とはいえ、出発の前日、「これはヤバイ!」と思って、バタバタとパッケージをしたけれど、日本で着る服に関しては【ヘソが出ない】を基本に取り敢えずのものを突っ込んだ

日本で着れそうなトップを全部パッケージしてしまったから、来て帰る服がないという事態に陥って、上着を着るからいいやと、胸から下部分が透けて見えるトップを着て、アメリカの入国審査で上着を脱げというから脱ごうとすると、女性係官が焦って「NOOOOOOOO!!!!」と絶叫するというアクシデントはあったが、日本についてからは上着のボタンをかけていたから特にぎょっとされることはなかった。

さて日本ではちゃんとヘソの見えないトップがあると安心していたが、これは、大きな間違いだった。いざ着ようとすると、【ヘソ】がでない洋服は、別の場所が大きく開いているというブラジル服の特徴に気づいた のだ。つまり、胸元がひどく開いていたり、背中が全開していたりした。。。

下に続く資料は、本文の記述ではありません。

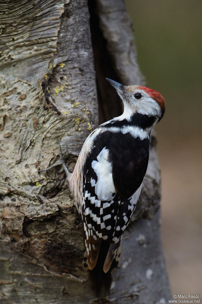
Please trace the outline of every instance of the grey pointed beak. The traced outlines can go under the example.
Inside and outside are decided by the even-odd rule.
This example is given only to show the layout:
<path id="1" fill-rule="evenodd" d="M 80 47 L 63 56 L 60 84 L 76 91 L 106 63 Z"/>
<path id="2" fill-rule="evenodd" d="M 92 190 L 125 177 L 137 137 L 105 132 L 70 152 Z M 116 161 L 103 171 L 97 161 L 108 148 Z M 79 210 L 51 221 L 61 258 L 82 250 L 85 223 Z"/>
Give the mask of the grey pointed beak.
<path id="1" fill-rule="evenodd" d="M 124 90 L 126 86 L 125 85 L 121 85 L 120 83 L 119 83 L 118 82 L 117 82 L 116 81 L 112 80 L 112 79 L 109 79 L 109 78 L 106 78 L 106 79 L 107 81 L 109 81 L 110 84 L 112 86 L 115 88 L 116 90 L 122 92 Z"/>

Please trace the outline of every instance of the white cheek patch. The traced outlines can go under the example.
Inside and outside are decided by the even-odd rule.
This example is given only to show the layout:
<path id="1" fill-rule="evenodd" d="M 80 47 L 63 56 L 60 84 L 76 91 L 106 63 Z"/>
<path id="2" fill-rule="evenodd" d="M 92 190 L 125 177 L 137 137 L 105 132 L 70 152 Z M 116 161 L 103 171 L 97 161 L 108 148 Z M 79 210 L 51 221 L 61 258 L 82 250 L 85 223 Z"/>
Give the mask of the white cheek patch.
<path id="1" fill-rule="evenodd" d="M 145 93 L 143 93 L 143 97 L 141 99 L 136 100 L 135 102 L 137 109 L 140 114 L 148 116 L 159 116 L 161 115 L 161 111 L 160 106 L 151 97 L 145 96 Z"/>
<path id="2" fill-rule="evenodd" d="M 97 158 L 98 161 L 93 161 L 92 168 L 98 178 L 97 182 L 93 182 L 92 185 L 95 186 L 95 192 L 98 199 L 110 201 L 115 192 L 112 178 L 112 164 L 108 160 L 109 150 L 106 147 L 100 152 Z"/>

暑いブラジルでは普通に着ている服だけど、ここは日本 いくら猛暑とはいえ、そんな格好をしていたら、みんながぎょっとして凝視するに違いない。到着した次の日に、ちょっと買い物に住宅街の駅ビルに行ったとき、わたしはおしゃべりに夢中で気づかなかったが、連れの友人曰く

「おばさんが、固まって見てた」

とか。。。そんな、固まるような格好はどう考えてもしていなかった自信があるのだが、普段は絶対ありえない、信号のない横断歩道でバスが止まってくれたと友人がいうからには、やっぱりなんか違う格好だったに違いなかった。。。

ちなみに、その時は、ブラジリアンローライズジーンズにきっちりフィットする赤いトップを着ていたけれど、そのトップの背中が日本人には信じられないくらい開いていたから上着を着て出かけていたのに。。。ローライズジーンズなんて、NHKののど自慢大会が田舎で開催される時の出演者でさえ着ているから、絶対日本全土に普及していると勝手に思い込んでいたわたしの方が驚いた。

そんなこんなで、すっかり自信を失ってしまったわたしは、唯一、みんなの視線を釘付けにしないと確信したワンピースで日本滞在のほとんどを過ごすことになったのである。ちなみに、このワンピはアメリカで購入したものだった。

日本を離れて7年、ネットと限られた情報でしか日本人のファッションについて知る手段がなかったけれど、今回の帰国で確実に分かったのは、基本的には何も変わっていないということ。ただ、わたしが会社員をしていた頃は、禁止に近かったサンダルが仕事に着用できるようになった。。。というのが、通勤の人たちの服装から読み取れた。